Jetson Xavier NX delivers up to 14 TOPS (at 10W) or 21 TOPS (at 15W), running multiple neural networks in parallel and processing data from multiple high-resolution sensors simultaneously in a Nano form factor (70x45mm). For companies already building embedded machines, Jetson Xavier NX runs on the same CUDA-X AI software architecture as all Jetson offerings.
As part of NVIDIA’s one software architecture approach, Jetson Xavier NX is supported by NVIDIA JetPack software development kit, which is a complete AI software stack that can run modern and complex AI networks, accelerated libraries for deep learning as well as computer vision, computer graphics, multimedia and more.
Jetson Xavier NX module specifications:
- GPU: NVIDIA Volta with 384 NVIDIA CUDA cores and 48 Tensor Cores, plus 2x NVDLA
- CPU: 6-core Carmel Arm 64-bit CPU, 6MB L2 + 4MB L3
- Video: 2x 4K30 Encode and 2x 4K60 Decode
- Camera: Up to six CSI cameras (36 via virtual channels); 12 lanes (3x4 or 6x2) MIPI CSI-2
- Memory: 8GB 128-bit LPDDR4x; 51.2GB/second
- Connectivity: Gigabit Ethernet
- OS Support: Ubuntu-based Linux
- Module Size: 70x45mm
Jetson Xavier NX is the latest addition to the Jetson family, which includes Jetson Nano, the Jetson AGX Xavier series and the Jetson TX2 series.

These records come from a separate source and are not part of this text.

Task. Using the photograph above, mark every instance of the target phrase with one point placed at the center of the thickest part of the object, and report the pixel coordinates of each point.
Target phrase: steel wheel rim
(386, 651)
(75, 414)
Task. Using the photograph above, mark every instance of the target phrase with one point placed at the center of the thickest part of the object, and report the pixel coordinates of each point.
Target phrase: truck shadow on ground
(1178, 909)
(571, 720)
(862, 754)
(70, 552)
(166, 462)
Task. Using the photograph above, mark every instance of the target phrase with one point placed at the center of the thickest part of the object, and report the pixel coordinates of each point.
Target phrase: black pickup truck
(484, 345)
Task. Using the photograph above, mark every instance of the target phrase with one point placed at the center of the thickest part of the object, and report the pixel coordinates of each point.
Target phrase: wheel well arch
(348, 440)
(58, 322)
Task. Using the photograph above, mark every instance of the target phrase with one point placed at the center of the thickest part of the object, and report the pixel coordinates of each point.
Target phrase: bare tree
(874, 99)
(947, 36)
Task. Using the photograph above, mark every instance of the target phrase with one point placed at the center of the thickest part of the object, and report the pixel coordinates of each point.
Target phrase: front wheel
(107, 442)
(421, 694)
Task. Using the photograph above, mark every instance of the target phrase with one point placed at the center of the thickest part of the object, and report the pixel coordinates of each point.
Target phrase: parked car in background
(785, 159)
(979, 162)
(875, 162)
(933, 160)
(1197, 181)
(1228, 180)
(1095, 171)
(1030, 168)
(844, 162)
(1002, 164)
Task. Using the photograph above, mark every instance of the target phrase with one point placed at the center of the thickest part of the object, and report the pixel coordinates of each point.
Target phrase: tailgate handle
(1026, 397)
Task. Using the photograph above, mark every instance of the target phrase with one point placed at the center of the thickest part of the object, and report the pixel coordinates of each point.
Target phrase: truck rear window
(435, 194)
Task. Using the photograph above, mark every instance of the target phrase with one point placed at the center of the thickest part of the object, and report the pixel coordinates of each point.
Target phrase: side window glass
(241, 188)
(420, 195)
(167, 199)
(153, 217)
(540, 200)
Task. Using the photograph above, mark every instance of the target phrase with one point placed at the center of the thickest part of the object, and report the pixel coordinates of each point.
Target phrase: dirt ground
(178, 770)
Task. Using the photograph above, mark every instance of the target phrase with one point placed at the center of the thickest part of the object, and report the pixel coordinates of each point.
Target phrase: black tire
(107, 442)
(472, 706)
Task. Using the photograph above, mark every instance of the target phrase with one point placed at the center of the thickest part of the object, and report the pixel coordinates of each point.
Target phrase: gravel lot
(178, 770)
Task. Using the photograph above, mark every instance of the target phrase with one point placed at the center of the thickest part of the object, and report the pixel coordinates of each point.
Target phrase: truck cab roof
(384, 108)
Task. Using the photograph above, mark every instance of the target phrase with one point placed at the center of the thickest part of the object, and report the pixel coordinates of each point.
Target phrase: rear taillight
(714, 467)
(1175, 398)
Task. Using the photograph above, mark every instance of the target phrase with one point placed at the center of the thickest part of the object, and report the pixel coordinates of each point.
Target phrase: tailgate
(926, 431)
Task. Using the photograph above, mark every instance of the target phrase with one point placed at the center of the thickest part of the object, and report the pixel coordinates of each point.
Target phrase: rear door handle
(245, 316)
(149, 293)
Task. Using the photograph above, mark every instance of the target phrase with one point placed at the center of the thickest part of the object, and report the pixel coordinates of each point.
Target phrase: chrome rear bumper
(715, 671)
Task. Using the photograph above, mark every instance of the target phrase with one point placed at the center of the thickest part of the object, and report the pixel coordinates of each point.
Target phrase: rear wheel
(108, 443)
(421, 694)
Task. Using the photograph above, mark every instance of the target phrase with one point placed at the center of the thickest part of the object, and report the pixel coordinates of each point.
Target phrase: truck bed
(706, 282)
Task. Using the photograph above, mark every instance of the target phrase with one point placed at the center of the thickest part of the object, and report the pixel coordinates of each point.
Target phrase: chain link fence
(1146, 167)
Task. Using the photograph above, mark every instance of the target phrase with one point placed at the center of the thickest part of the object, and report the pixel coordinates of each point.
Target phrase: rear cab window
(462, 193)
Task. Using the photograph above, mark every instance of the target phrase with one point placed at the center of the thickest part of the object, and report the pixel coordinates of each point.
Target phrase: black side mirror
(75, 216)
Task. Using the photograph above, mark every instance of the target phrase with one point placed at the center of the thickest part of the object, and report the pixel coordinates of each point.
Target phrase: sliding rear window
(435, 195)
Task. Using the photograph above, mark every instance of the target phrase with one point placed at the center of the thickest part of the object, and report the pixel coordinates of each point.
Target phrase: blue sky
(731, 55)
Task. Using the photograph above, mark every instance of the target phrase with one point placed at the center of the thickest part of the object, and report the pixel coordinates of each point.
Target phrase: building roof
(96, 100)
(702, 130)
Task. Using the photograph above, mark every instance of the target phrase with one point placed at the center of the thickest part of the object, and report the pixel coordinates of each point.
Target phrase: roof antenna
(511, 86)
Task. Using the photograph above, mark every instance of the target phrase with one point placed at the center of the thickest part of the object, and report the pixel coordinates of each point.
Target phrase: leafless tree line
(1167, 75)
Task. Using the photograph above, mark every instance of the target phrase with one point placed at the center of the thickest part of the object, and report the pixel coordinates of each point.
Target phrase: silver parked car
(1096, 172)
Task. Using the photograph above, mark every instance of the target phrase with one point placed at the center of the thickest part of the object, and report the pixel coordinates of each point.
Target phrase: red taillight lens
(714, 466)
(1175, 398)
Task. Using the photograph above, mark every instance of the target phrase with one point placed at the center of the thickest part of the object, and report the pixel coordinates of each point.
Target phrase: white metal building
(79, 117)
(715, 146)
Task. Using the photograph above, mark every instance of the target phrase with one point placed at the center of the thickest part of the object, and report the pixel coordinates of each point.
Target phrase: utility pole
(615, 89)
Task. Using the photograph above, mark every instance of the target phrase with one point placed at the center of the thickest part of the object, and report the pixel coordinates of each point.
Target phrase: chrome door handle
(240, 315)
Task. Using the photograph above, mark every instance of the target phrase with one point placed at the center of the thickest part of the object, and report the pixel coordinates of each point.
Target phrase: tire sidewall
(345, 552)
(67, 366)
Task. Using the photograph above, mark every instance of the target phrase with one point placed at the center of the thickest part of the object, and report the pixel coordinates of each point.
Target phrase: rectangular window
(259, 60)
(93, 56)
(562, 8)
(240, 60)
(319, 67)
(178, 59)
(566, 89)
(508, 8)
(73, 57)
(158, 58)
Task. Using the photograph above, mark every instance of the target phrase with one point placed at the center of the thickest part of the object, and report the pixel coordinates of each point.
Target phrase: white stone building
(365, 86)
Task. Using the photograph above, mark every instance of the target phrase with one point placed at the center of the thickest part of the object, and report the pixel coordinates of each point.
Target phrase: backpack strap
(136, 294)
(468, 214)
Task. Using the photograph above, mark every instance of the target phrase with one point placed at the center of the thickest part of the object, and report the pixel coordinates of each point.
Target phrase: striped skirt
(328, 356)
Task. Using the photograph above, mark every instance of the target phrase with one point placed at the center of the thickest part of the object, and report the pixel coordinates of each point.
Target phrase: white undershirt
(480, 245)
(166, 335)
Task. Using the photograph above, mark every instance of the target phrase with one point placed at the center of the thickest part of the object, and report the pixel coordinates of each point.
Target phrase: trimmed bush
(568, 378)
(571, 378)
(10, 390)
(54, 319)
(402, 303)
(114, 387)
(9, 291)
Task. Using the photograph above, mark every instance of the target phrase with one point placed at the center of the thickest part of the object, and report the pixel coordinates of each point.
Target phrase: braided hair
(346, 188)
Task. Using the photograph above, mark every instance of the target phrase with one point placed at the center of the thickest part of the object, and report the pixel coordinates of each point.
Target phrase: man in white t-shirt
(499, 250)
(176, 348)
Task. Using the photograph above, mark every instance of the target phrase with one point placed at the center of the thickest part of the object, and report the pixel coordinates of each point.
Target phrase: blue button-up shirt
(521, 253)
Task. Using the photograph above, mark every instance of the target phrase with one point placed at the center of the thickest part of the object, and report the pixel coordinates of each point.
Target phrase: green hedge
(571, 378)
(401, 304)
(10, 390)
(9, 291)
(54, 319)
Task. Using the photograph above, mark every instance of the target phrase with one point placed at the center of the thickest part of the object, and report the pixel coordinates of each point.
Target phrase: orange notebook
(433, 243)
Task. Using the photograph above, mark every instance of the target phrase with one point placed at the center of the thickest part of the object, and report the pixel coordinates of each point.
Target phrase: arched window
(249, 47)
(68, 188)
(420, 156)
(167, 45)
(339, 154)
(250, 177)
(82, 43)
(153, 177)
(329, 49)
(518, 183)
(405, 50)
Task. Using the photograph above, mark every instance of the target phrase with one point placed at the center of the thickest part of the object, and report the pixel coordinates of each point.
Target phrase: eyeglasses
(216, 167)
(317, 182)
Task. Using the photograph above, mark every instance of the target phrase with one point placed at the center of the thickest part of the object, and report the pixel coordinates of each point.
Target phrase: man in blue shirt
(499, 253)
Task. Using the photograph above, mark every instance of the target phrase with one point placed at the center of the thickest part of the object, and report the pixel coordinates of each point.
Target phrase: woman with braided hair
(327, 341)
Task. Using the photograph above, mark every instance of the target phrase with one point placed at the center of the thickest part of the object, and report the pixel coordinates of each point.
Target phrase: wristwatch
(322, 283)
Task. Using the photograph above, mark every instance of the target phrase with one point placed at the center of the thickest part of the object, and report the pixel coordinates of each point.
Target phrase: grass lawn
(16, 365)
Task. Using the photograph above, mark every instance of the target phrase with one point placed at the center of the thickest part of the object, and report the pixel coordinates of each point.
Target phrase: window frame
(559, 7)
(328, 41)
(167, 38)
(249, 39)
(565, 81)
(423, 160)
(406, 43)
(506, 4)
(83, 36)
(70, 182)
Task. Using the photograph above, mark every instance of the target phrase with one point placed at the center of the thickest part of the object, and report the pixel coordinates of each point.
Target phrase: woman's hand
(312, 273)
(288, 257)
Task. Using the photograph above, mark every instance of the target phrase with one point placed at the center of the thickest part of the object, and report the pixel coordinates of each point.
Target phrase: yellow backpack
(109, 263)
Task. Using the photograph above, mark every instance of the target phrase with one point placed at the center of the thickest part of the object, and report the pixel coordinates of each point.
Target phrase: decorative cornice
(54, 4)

Jetson Xavier NX offers a rich set of IOs, from high-speed CSI and PCIe to low-speed I2Cs and GPIOs.
Jetson Xavier NX is also pin-compatible with Jetson Nano, allowing shared hardware designs and those with Jetson Nano carrier boards and systems to upgrade to Jetson Xavier NX. It also supports all major AI frameworks, including TensorFlow, PyTorch, MxNet, Caffe and others.
Priced at $399, the Jetson Xavier NX module will be available in March. Developers can begin application development today using the Jetson AGX Xavier Developer Kit with a software patch to emulate Jetson Xavier NX.